Single-nucleotide polymorphism array genotyping is equivalent to metaphase cytogenetics for diagnosis of Turner syndrome

Abstract

Purpose: Turner syndrome is a developmental disorder caused by partial or complete monosomy for the X chromosome in 1 in 2,500 females. We hypothesized that single-nucleotide polymorphism (SNP) array genotyping could provide superior resolution in comparison to metaphase karyotype analysis to facilitate genotype-phenotype correlations.

Methods: We genotyped 187 Turner syndrome patients with 733,000 SNP marker arrays. All cases met diagnostic criteria for Turner syndrome based on karyotypes (60%) or characteristic physical features. The SNP array results confirmed the diagnosis of Turner syndrome in 100% of cases.

Results: We identified a single X chromosome (45,X) in 113 cases.
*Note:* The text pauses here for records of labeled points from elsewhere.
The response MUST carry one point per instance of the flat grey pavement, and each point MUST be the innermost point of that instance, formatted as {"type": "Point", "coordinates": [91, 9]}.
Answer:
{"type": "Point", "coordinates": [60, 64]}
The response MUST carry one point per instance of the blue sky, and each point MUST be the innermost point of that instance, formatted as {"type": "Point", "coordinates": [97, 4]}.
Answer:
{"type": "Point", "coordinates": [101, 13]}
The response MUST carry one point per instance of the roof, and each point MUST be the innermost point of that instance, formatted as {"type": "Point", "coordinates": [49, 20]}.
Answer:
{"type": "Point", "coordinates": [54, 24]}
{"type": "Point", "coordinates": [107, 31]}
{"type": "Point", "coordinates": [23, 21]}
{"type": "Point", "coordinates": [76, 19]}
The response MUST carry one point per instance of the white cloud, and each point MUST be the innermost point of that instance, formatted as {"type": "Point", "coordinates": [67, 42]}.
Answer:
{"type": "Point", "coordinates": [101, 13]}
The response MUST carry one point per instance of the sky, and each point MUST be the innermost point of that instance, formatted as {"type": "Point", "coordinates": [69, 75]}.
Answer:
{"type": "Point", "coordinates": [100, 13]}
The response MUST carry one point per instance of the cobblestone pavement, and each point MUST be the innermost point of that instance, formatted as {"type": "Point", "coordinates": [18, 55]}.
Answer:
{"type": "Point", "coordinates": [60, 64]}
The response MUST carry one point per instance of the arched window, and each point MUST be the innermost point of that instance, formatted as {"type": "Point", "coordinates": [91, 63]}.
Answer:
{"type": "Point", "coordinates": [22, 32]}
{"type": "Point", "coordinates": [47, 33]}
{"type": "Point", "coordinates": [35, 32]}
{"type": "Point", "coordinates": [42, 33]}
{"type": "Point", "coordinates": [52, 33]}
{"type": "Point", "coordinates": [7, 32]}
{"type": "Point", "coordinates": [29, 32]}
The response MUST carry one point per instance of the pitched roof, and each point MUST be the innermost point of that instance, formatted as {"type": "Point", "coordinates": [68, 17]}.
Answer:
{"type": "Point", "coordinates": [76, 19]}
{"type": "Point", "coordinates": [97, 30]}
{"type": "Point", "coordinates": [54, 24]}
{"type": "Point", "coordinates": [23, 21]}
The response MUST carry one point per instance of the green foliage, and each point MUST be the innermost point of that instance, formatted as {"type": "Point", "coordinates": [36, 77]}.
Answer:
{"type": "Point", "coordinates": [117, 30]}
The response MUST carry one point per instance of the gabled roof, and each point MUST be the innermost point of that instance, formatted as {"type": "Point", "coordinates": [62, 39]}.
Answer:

In 58 additional cases (31%), other mosaic cell lines were present, including isochromosomes (16%), rings (5%), and Xp deletions (8%). The remaining cases were mosaic for monosomy X and normal male or female cell lines. Array-based models of X chromosome structure were compatible with karyotypes in 104 of 116 comparable cases (90%). We found that the SNP array data did not detect X-autosome translocations (three cases) but did identify two derivative Y chromosomes and 13 large copy-number variants that were not detected by karyotyping.

Conclusion: Our study is the first systematic comparison between the two methods and supports the utility of SNP array genotyping to address clinical and research questions in Turner syndrome.

Conflict of interest statement

CONFLICTS OF INTEREST

S.P. Nothing to disclose

D.G. Nothing to disclose

D.M.M. Nothing to disclose

C.L.M Nothing to disclose

M.S Nothing to disclose

C.A.B Nothing to disclose

Figures

Figure 1

SNP array genotypes of two TS cases illustrate the computation of X chromosome structure. B allele frequencies (BAF) are plotted on the upper panel and corresponding LogR ratios (LRR) on the lower panel. Mean values are indicated by red lines. Positive LRR values represent copy gains and negative LRR values represent copy losses. The X chromosome model corresponding to these values is illustrated on the right. Xp is white, Xq is black and centromeres are oval. A. A TS case with 46,X,idic(X)(p11). Homozygosity and mean LRR of −0.41 indicate segmental monosomy of Xpter-Xp11.22. The abrupt increase of LRR to 0.26 and division of BAF into four tracks (1.00, 0.66, 0.34, 0) indicate trisomy of Xp11-Xqter. B. A TS case with 46,X,del(X)(p11.3). Homozygosity and mean LRR of −0.39 indicate segmental monosomy of Xpter-Xp11.3. The abrupt increase of LRR to and division of BAV into three tracks (1.00, 0.50, 0) indicate two copies of Xp11.3-Xqter. A mosaic such as 45,X[50]/46,X,i(X)(p11.3)[50] would appear similar to 46,X,del(X)(p11.3) in the array data, but could be distinguished from the deletion by combined analysis of B-allele frequencies and LogR ratios.

Figure 2

Location of 20 isochromosome breakpoints in Xp11.22-Xp11.1 in relation to an ideogram of the X chromosome with the highlighted region and previously mapped low copy repeat sequences (blue rectangles). The breakpoints cluster in a region between 52 and 56 Mb as previously shown by Koumbaris et al. The array that was used in this study has an average maximum resolution of 8000 base pairs.